Welcome to Women Who Innovate, a podcast series presented by Randstad Canada as part of their Women Transforming The Workplace program. We explore winning strategies for navigating the ever-evolving labor market through a series of thought-provoking inspiring interviews with bold and passionate women who are shaping the workplaces off tomorrow. Hi, I’m your host Jennifer Hargreaves and today it is my pleasure to introduce you to Chris Bergeron, Vice-President of Content Experience at Cossette. We hope you enjoy this episode.

Jennifer: Thanks for joining us Chris. Maybe you could start by giving us a brief introduction. What do you do at Cossette? And what is Cossette?

Chris: So, Cossette is one of the largest ad and communications agencies in Canada. We have large clients across the country and specifically what I'm doing is leading a new discipline in advertising that has been around for only a few years now, which is content.

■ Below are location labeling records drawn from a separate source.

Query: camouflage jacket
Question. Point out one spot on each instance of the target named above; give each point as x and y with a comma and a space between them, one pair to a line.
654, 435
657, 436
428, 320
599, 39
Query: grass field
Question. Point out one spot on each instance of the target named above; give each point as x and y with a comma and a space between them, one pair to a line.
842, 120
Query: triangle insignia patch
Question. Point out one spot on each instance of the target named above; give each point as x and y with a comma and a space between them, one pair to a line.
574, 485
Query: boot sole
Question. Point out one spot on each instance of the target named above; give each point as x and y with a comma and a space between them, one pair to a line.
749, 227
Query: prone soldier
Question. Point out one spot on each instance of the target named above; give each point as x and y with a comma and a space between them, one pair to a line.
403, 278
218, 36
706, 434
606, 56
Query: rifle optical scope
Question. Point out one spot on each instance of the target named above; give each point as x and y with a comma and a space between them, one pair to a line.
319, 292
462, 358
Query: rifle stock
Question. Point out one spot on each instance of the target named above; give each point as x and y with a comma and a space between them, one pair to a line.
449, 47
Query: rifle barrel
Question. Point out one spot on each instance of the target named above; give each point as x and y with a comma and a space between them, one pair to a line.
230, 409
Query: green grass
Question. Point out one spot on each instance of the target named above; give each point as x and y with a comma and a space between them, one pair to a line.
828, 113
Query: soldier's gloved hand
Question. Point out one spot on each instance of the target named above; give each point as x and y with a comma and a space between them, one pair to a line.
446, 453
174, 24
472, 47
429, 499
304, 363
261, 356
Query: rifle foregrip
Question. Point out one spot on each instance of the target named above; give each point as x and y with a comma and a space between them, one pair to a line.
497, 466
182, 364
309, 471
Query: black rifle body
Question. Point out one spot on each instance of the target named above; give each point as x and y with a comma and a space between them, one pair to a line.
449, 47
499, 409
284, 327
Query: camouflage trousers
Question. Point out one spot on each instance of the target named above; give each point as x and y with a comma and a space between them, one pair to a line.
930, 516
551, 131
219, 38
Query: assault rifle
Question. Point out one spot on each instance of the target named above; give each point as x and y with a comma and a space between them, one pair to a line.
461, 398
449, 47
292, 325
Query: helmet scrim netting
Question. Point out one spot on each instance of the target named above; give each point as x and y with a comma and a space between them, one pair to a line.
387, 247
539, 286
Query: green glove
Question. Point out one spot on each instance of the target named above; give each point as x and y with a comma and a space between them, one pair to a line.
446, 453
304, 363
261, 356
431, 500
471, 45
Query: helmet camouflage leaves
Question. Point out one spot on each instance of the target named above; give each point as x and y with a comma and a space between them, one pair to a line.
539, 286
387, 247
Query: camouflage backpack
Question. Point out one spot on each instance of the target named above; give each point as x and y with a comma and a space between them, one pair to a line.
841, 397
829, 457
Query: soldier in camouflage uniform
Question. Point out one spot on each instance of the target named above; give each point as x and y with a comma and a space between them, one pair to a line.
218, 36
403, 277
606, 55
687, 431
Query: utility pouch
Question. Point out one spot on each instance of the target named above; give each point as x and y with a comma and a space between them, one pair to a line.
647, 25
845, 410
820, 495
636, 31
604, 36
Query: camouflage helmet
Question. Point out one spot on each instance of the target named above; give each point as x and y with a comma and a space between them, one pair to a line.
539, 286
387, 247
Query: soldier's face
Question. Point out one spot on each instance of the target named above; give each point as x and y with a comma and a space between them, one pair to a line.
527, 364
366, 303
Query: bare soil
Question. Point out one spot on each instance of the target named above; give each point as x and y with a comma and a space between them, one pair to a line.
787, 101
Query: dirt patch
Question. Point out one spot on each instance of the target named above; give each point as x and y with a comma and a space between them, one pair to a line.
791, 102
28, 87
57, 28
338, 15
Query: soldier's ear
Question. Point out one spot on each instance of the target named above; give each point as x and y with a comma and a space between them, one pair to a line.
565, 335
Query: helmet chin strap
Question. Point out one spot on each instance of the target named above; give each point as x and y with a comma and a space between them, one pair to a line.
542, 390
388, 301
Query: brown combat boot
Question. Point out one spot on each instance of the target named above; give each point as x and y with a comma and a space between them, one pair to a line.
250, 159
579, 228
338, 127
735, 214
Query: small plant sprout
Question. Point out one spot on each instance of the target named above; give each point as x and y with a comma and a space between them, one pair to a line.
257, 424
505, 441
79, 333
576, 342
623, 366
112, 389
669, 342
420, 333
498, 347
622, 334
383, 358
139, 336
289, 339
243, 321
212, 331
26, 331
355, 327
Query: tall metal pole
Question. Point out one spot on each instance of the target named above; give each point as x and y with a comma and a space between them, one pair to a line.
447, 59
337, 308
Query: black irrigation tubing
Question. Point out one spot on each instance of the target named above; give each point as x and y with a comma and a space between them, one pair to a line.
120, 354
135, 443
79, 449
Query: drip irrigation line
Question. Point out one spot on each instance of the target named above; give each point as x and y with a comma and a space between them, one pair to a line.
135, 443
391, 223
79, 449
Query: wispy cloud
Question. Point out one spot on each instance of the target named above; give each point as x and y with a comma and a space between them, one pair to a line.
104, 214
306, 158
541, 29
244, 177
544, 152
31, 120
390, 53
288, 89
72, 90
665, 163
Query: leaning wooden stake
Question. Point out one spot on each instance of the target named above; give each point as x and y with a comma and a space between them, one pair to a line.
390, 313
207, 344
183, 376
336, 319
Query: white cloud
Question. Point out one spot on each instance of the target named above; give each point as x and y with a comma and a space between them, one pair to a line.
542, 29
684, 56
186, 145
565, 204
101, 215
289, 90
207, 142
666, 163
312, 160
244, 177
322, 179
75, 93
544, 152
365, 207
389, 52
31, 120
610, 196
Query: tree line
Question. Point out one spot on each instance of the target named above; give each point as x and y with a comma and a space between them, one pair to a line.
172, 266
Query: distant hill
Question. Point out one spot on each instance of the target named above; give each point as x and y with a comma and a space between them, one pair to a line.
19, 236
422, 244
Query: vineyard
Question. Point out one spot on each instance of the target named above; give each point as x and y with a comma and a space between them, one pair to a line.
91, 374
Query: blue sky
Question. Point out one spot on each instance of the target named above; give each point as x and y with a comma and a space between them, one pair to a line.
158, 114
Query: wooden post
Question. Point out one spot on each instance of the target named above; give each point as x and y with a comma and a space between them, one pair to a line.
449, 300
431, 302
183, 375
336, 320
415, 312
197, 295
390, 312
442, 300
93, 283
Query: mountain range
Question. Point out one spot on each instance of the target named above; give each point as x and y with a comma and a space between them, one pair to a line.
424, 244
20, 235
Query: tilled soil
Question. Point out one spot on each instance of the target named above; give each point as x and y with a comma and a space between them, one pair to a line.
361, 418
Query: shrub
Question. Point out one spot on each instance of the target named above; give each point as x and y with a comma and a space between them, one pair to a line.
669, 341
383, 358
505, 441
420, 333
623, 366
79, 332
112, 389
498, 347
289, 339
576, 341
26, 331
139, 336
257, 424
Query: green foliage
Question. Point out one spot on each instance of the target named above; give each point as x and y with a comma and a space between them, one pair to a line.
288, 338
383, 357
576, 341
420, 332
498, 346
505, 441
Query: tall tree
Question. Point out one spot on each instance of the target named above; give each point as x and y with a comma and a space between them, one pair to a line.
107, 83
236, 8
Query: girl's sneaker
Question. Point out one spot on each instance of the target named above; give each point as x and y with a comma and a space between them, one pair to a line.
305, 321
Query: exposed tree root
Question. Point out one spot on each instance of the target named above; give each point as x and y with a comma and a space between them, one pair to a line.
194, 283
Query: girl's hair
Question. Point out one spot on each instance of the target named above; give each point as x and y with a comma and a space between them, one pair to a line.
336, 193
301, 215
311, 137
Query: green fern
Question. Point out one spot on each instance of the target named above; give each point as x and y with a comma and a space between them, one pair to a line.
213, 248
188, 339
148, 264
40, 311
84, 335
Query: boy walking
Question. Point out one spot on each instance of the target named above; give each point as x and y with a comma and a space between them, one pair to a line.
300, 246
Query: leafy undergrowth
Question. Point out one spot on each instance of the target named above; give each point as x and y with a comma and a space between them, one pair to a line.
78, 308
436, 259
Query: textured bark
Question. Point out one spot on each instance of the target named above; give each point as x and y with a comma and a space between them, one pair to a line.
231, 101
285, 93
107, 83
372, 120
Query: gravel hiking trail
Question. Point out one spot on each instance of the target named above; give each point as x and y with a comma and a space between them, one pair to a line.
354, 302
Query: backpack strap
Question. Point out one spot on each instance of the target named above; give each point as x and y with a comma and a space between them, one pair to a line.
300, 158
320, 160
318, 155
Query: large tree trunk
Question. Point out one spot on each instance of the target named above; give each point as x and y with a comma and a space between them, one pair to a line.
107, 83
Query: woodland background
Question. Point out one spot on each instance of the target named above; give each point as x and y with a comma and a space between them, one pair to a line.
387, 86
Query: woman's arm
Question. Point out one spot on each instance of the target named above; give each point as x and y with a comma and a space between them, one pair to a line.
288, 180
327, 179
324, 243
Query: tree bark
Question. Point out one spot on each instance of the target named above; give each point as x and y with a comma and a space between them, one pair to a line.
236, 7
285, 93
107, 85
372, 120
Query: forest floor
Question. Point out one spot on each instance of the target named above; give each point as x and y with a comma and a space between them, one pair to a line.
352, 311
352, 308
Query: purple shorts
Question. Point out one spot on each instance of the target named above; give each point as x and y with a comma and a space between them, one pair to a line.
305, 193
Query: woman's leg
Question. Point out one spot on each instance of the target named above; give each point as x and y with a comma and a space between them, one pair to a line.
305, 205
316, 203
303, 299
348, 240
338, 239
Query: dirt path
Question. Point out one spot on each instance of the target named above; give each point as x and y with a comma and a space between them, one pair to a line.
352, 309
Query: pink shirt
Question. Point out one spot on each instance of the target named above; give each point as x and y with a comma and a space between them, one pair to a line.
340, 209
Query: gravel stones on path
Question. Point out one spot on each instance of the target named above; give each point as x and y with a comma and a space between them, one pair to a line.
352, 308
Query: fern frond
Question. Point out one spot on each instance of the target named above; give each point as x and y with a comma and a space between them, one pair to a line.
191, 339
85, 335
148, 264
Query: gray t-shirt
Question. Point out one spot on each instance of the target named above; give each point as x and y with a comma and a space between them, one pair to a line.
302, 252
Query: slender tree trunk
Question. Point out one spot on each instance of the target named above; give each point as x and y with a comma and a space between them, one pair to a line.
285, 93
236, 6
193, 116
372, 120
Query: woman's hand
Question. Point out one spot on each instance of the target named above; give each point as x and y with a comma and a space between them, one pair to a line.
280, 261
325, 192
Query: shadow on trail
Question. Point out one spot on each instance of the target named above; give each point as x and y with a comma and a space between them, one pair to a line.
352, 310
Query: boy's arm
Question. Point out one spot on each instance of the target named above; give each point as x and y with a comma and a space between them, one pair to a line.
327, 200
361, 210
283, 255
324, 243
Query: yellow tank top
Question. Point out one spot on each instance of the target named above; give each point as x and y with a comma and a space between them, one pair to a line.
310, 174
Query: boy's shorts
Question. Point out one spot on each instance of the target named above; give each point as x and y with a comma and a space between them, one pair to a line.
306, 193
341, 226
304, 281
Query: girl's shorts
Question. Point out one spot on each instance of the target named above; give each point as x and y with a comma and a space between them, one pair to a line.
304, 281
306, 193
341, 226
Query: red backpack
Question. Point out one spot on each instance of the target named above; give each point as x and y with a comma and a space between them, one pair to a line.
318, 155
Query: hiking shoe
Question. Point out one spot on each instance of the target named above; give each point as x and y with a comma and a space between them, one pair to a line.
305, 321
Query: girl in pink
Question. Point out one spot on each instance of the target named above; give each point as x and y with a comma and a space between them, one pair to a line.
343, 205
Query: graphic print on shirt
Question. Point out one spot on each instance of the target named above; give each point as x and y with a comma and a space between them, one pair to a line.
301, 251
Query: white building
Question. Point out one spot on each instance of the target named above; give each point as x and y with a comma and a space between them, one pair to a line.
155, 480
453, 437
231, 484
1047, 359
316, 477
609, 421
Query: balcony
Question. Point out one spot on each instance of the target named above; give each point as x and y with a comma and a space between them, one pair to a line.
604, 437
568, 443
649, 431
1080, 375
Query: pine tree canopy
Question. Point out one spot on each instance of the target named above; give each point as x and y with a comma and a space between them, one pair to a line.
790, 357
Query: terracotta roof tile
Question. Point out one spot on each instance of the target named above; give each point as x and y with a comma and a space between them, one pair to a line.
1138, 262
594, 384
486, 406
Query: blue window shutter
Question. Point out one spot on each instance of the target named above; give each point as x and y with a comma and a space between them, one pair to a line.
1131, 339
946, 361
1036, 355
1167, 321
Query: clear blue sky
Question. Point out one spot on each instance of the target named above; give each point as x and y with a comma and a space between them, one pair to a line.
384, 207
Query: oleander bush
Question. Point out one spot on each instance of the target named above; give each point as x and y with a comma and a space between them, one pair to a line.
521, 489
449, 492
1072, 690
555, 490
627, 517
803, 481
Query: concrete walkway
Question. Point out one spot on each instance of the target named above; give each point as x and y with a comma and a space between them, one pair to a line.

There's a lot of desire for brands and companies to tell their stories in a more editorial way and talk to their consumers in a more conversational way. So that's what I do daily.

Jennifer: You started your career in journalism. 

Chris: Exactly. So I started in the mid 90s as a freelance journalist, mostly covering entertainment and culture, all the way until 2010. And then I made the switch to advertising for reasons that were more personal than professional, let's say. 

Jennifer: Can you tell me a little bit more about that? What attracted you to the industry?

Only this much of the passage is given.